Fitch Ratings has affirmed Abu Dhabi Islamic Bank’s (ADIB) long-term issuer default rating (IDR) at ‘A+’ with a stable outlook and viability rating (VR) at ‘bb’
ADIB’s IDRs are driven by potential state support from the UAE authorities. A change in Fitch’s view of the willingness or ability of the UAE authorities to support ADIB would be negative for its IDRs and its Support Rating Floor. However, Fitch notes recent supportive actions for the domestic banking sector including pre-emptive capital injections. In addition, Fitch believes that support would be forthcoming from the Abu Dhabi government (‘AA’/Stable/’F1+’), which has injected hybrid capital into the leading Abu Dhabi banks. Members of the Abu Dhabi ruling family hold a significant amount of ADIB’s shares in a private capacity. Given the high level of ADIB’s IDRs there is limited upside potential.
ADIB’s VR is driven by its robust pre-impairment operating profit, sound balance sheet liquidity and its growing franchise in the UAE. The VR is constrained by ADIB’s weak asset quality and exposure to problem financing. Fitch has some concerns relating to ADIB’s below average Fitch Core Capital relative to peers although Fitch recognises the improved regulatory Tier 1 capital ratio.
ADIB’s asset quality continues to suffer from its exposure to legacy financing. Impaired financing/ gross financing remains elevated at 7.6% at end-9M12 but has come down from 8.7% at end-2011. Reserves for impaired financing improved to 80% at end-9M12 but the unreserved proportion of impaired loans/ common equity remained at 11.8%. Overall asset quality issues present some challenges for ADIB and exposure to a seasoning financing book may continue to present challenges in 2013, albeit manageable ones in Fitch’s opinion.

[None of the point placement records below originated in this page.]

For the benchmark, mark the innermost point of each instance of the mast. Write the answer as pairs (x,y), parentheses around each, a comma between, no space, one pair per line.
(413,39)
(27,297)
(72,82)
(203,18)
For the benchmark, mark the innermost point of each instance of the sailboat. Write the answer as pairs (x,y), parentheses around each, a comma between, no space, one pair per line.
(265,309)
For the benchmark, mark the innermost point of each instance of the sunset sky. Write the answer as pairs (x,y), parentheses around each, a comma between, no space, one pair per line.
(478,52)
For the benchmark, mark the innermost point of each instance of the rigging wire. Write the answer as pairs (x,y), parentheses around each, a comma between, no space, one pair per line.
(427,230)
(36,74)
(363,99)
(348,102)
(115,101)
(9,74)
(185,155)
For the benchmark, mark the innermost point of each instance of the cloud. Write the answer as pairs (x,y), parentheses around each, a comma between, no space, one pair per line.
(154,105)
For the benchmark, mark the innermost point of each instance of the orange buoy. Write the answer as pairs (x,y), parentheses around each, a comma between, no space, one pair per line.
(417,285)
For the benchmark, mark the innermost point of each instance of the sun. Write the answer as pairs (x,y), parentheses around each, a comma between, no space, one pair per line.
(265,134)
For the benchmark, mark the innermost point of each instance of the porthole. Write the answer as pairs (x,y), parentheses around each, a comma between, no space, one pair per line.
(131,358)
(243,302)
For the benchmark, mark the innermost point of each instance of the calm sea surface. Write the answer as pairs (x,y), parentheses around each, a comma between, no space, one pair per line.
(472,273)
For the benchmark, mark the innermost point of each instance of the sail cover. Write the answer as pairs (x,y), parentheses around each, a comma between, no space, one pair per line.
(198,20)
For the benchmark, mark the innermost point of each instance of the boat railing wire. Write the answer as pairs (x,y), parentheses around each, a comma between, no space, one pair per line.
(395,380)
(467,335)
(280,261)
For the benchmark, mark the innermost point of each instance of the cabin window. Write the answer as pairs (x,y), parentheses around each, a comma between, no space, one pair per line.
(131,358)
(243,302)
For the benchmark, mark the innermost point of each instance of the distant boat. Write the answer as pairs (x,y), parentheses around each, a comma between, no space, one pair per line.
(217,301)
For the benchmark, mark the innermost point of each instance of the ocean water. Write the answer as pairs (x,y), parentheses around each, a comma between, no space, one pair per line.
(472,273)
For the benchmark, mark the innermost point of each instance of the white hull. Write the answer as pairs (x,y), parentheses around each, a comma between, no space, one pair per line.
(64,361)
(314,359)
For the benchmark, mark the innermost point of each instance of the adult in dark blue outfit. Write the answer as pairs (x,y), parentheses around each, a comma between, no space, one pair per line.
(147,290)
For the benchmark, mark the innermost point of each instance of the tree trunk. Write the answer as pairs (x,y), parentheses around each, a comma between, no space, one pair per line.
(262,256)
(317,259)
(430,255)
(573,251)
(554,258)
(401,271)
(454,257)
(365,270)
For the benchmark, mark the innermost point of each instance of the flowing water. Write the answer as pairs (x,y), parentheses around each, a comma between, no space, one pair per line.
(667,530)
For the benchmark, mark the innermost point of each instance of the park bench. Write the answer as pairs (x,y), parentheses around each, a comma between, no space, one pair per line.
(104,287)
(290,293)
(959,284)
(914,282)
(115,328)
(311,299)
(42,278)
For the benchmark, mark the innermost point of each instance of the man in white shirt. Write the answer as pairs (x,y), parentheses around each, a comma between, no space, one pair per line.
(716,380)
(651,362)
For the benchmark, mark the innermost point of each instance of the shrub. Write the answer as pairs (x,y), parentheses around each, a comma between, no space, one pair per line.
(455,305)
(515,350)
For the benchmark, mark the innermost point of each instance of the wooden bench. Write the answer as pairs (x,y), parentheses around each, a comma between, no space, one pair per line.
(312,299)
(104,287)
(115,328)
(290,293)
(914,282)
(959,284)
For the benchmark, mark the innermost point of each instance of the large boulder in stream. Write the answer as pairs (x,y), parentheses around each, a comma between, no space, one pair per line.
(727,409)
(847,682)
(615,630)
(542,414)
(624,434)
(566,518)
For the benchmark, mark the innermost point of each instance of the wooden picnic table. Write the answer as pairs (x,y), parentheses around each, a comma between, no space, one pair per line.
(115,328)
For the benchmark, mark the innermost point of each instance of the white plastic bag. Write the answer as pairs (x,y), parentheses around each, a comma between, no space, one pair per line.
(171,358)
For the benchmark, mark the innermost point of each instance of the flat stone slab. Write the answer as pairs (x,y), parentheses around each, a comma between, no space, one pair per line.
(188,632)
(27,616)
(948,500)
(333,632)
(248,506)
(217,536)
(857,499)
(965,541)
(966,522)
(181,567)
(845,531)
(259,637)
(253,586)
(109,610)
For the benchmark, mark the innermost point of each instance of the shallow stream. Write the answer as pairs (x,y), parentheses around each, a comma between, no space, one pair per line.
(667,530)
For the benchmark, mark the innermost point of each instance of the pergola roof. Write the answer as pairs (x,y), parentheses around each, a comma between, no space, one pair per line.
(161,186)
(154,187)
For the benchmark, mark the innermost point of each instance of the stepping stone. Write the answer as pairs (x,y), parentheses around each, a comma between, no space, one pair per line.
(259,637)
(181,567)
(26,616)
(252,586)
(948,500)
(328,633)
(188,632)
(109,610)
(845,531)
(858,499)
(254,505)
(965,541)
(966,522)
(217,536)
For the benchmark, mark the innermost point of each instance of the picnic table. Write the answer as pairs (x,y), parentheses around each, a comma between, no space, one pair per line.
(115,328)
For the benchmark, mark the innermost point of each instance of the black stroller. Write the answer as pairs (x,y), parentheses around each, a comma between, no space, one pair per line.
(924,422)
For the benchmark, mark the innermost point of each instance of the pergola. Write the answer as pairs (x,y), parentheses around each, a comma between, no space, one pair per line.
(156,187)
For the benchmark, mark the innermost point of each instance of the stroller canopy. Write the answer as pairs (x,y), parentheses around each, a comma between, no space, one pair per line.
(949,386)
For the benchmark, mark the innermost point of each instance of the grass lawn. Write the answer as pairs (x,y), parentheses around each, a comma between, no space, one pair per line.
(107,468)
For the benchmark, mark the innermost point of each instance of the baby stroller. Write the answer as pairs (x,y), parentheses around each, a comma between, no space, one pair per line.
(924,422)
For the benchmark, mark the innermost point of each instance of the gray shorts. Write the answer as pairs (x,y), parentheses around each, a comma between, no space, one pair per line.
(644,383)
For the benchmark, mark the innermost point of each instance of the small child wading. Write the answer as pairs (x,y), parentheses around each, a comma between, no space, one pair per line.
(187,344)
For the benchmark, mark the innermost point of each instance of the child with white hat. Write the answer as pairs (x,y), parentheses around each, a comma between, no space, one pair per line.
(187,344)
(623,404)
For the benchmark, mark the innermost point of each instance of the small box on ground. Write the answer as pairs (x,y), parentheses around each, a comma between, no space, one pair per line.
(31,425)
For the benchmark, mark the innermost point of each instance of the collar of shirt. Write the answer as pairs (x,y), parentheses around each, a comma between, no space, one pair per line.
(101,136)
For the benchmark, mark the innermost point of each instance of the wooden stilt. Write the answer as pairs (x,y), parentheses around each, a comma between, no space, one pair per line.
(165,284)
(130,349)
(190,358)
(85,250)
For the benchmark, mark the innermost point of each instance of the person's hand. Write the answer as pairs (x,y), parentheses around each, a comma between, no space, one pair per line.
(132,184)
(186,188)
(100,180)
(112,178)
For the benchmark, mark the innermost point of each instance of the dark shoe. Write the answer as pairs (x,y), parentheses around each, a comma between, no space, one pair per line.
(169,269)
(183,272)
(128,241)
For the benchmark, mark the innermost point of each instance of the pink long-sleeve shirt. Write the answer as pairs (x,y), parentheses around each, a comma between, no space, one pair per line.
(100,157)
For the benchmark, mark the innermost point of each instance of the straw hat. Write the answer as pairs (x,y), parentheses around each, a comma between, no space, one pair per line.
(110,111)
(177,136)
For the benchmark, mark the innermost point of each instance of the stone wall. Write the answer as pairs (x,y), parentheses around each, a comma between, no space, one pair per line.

ADIB increased its CBUAE regulatory Tier 1 ratio to 19.4% with a $1billion Tier 1 hybrid issue in November 2012 which Fitch views as positive. Fitch assigned 50% equity credit to the issue resulting in a Fitch Eligible Capital ratio of 16.6% compared to 13.8% prior to the issue, assuming stable risk weighted assets. ADIB’s Fitch Core Capital ratio of 10.7% at end-9M12 remains below domestic and regional peers but does not include the added AED3,672m cushion from the new hybrid Tier 1 issue or the existing AED2,000m hybrid Tier 1 capital injected by the Abu Dhabi Government, both of which provide some extra comfort.
ADIB’s robust pre-impairment operating profit should provide sufficient capacity to absorb continuing impairment charges as well as moderate shocks from financing concentrations. Impairment charges continued to hurt profitability in 9M12 and consumed 39% of pre-impairment operating profit. ADIB’s net income and margins compare well with peers. The bank’s cost/ income ratio is likely to remain at its current level as ADIB continues to invest in its retail operations.
ADIB’s liquidity is healthy and compares well with peers. ADIB’s large stock of liquid assets provides the bank with sound liquidity.
ADIB is well funded by customer deposits and it’s financing/deposits ratio remains healthy at 89%. However the vast majority of customer deposits are short term which results in a large asset and liability maturity mismatch. ADIB increased its long-term funding in November 2010 and November 2011 through issuing two five-year sukuk totalling AED4.6bn which help its long-term mismatch somewhat.
A significant and sustained improvement in asset quality as well as maintaining its recently increased capital ratios could lead to an improvement in ADIB’s VR although Fitch recognises the challenges in the UAE operating environment and continuing asset quality problems. Pressure on ADIB’s VR could come from a further deterioration in asset quality, profitability or a significant deterioration in capital ratios.